Famiglia, non convento

Maria, Giuseppe e il figlio di Dio: una convivenza originale e unica nella storia, dove l’amore umano fatto di cuore, forze, mente sa accogliere e farsi plasmare anche dal sacro
Nazareth

Chiedo scusa, ma faccio fatica ad accettare l’aggettivo “sacra” o “santa” davanti al nome della famiglia di Nazaret. Mi pare sia sufficiente – e pienamente espressivo – dire “la famiglia”. La famiglia per eccellenza. Dire “sacra” o “santa” mi pare attenui quell’unicità e normalità che ne costituiscono l’identità affascinante, per mettervi sopra un’etichetta devozionale.

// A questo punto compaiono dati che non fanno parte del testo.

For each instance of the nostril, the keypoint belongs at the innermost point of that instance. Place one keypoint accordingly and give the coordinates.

Come era, nella realtà, “la famiglia”? Non possiamo negare che era originale, un caso unico: due sposi vergini e il Figlio di Dio. Non si è mai più ripetuto nella storia.

Allo stesso tempo era un caso misterioso. Mettere insieme termini come “sposi” e “vergini” è un’operazione che nessun dizionario di nessuna lingua è capace di risolvere. È come parlare di “uno e trino, di “uomo e Dio”. Già, ”la famiglia” di Nazareth si muove in quell’ambiente.

Il vangelo dice chiaramente che Maria era sposa di Giuseppe e Giuseppe era sposo di Maria (Cf., Mt 1,18-20). Quindi Maria e Giuseppe erano innamorati, si amavano veramente. Giuseppe non era un “paravento” per proteggere la maternità verginale di Maria. Ripeto: era uno sposo-vergine. E Gesù è cresciuto ed è stato educato dall’amore di due sposi. Se no, che esperienza vera di famiglia avrebbe fatto?

Solo a questa luce la Chiesa ha il diritto di proporre “la famiglia” come modello delle famiglie. Come queste potrebbero ispirarsi a una famiglia “finta”, presentata come tale, ma che sarebbe in realtà un “convento” simulato? I tre di Nazaret si volevano bene realmente, con tutto il cuore, con tutta la mente, con tutte le forze, in modo soprannaturale e naturale.

Davanti a questo mistero non si tratta di lasciarsi portare da giochi di fantasia o di fare arrampicate sui vetri della teologia, ma di diventare veri e semplici. Immergersi nella ricchezza di umanità e divinità che “la famiglia” racchiude, imparare da essa a mettere al disopra di tutto il rapporto (umano-divino), riscoprire ogni giorno che il sogno mai completamente raggiunto – e quindi sofferto – dell’unità, comincia però a realizzarsi quando l’amore umano riesce a far nascere fra uomo e donna la presenza del Figlio di Dio.